The 12-inch diameter steel pipe breached and spilled anywhere from 12,600 to 50,000 gallons of oil nine miles upriver from the town of Glendive, with an unknown amount of it spilling into the partially frozen river, according to a statement from Bridger Pipeline LLC. The company said the spill occurred at 10 a.m. and they “shut in” the flow of oil just before 11 a.m. — meaning that though the pipeline section could still empty itself of its contents, no new addition oil would flow into the spilled area.

“Oil has made it into the river,” Bridger spokesperson Bill Salvin confirmed to the AP on Monday. “We do not know how much at this point.” Observers spotted oil, some of which was trapped under the ice, up to 60 miles downstream from Glendive. Paul Peronard, the EPA’s on-scene coordinator, said crews were attempting to use booms to prevent the spill from spreading further but the ice on top of the river was forcing them to “hunt and peck” through it.

This photo from the Billings Gazette shows the oil visible through the icy river from the air.


Clean-up crews were en route to the site on Sunday afternoon after local, state, and federal levels were notified. The pipeline sits at least eight feet below the river bed. There are concerns that the water supply could be compromised, though the City of Glendive Water Plant said on Sunday that nothing unusual had been detected.

“I am not saying the water is unsafe. I am not saying it is safe,” said Dawson County Disaster and Emergency Services coordinator Mary Jo Gehnert, according to MTN News. “We are waiting for officials to arrive who can make that decision.”

“We think it was caught pretty quick, and it was shut down,” said Montana Governor Steve Bullock spokesperson Dave Parker, noting that the river was frozen over near the spill, which could help isolate the spill.

Parker told MTN News that “the Governor is committed to ensuring that the river is completely cleaned up and the folks responsible are held accountable.”

In 2011, an Exxon Mobil pipeline spilled 63,000 gallons of crude oil into the Yellowstone near Laurel, Montana. Days after the spill, goat rancher Alexis Bonogofsky was hospitalized for acute hydrocarbon exposure after noticing oil slicks along the riverbank abutting her ranch. She lived far enough downstream that any evacuation order missed her, she said. There was concern then that the cause of the spill was related to climate-change-influenced raging floodwaters that exposed the normally deeply-buried pipe to damaging debris.

Even two years later, the state was still fighting with Exxon over damages to the area from the spill and the clean-up process, leaving fish, birds, and wildlife dead or injured and interrupting environmental studies, recreation, and fishing.

Bridger’s pipeline runs from the Canadian border down through Montana across the Missouri and Yellowstone rivers and east into North Dakota, dubbed the Poplar System. It is on the opposite side of Wyoming from, and downstream of, Yellowstone National Park, but the river empties into the Missouri River.

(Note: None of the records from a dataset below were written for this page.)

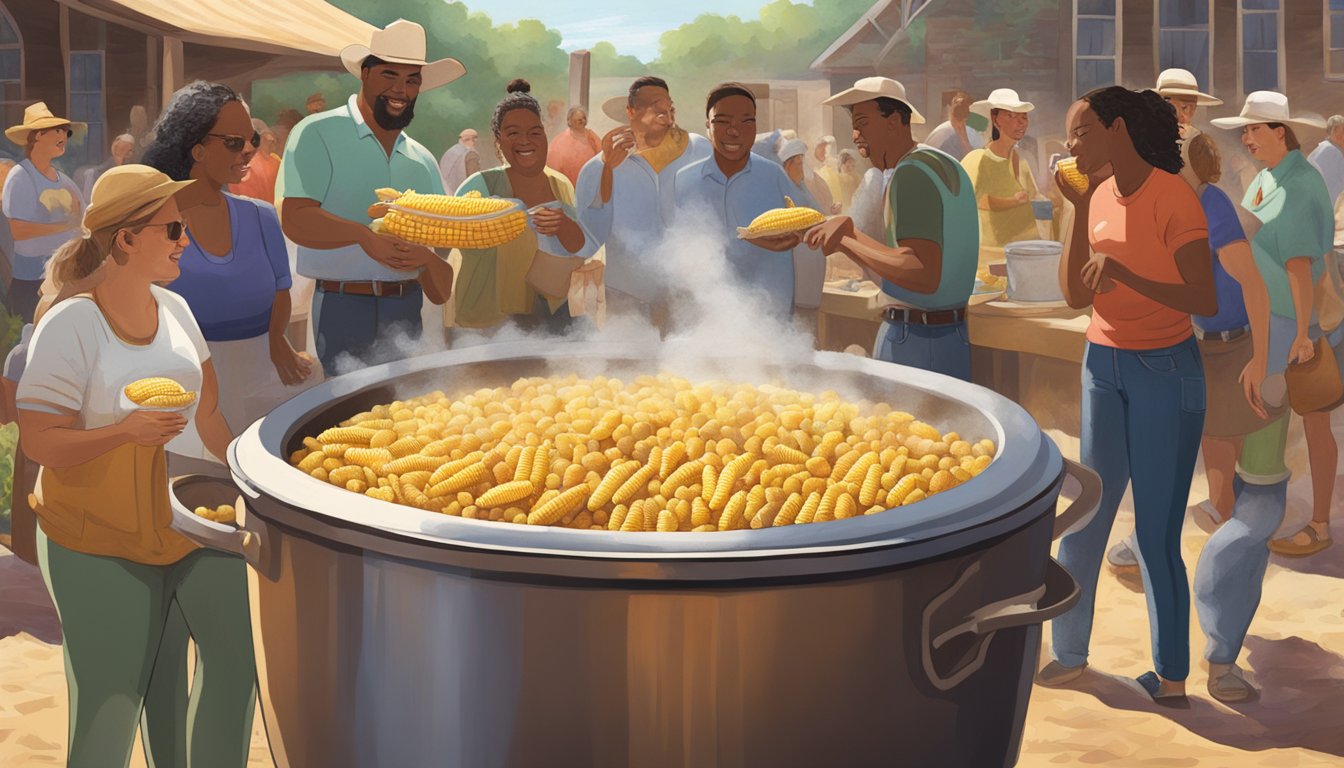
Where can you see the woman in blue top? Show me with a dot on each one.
(1297, 232)
(235, 271)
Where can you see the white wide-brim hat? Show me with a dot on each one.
(1268, 106)
(1182, 82)
(1001, 98)
(871, 88)
(403, 43)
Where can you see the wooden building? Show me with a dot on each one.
(94, 61)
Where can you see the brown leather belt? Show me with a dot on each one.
(378, 288)
(1221, 335)
(924, 318)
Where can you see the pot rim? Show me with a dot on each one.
(1024, 467)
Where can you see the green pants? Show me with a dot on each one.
(1262, 453)
(125, 631)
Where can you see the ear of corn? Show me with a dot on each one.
(1069, 171)
(450, 221)
(141, 390)
(782, 221)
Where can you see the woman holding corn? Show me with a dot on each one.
(528, 277)
(114, 568)
(1139, 254)
(235, 269)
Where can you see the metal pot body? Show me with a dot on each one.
(374, 659)
(390, 636)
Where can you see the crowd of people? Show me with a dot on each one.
(176, 265)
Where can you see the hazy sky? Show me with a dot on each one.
(633, 27)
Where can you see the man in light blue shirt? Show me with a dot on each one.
(368, 285)
(625, 199)
(734, 186)
(1328, 156)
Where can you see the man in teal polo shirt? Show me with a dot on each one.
(928, 262)
(368, 285)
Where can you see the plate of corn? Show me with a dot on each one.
(777, 222)
(448, 221)
(156, 393)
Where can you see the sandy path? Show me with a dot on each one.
(1104, 718)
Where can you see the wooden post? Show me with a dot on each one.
(65, 51)
(581, 65)
(152, 78)
(174, 71)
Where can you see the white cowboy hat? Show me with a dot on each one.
(403, 43)
(1182, 82)
(792, 148)
(38, 117)
(1001, 98)
(1266, 106)
(871, 88)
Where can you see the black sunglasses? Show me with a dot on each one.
(172, 229)
(235, 143)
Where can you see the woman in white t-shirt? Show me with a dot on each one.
(118, 574)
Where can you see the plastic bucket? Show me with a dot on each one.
(1034, 271)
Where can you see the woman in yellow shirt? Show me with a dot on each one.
(1004, 184)
(493, 283)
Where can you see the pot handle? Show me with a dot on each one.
(1082, 509)
(945, 666)
(241, 542)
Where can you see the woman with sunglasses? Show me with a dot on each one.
(235, 268)
(42, 203)
(121, 579)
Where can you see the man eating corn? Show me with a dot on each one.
(367, 284)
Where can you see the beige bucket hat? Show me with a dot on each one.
(1268, 106)
(1001, 98)
(403, 43)
(1182, 82)
(871, 88)
(38, 117)
(127, 190)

The proposed — and controversial — northern leg of the Keystone XL pipeline would be three times the diameter of the breached Bridger pipeline, and pump more than 34 million gallons of oil per day through the Dakotas down into Nebraska and into the southern leg in Oklahoma and Texas. Many landowners and local residents are concerned about what a potential spill would mean for critical watersheds and aquifers — not to mention what subsequent increased tar sands oil production means for Canadian watersheds.

UPDATE

This article was updated to reflect new information about the response actions and to correct an instance of a units error from barrels to gallons.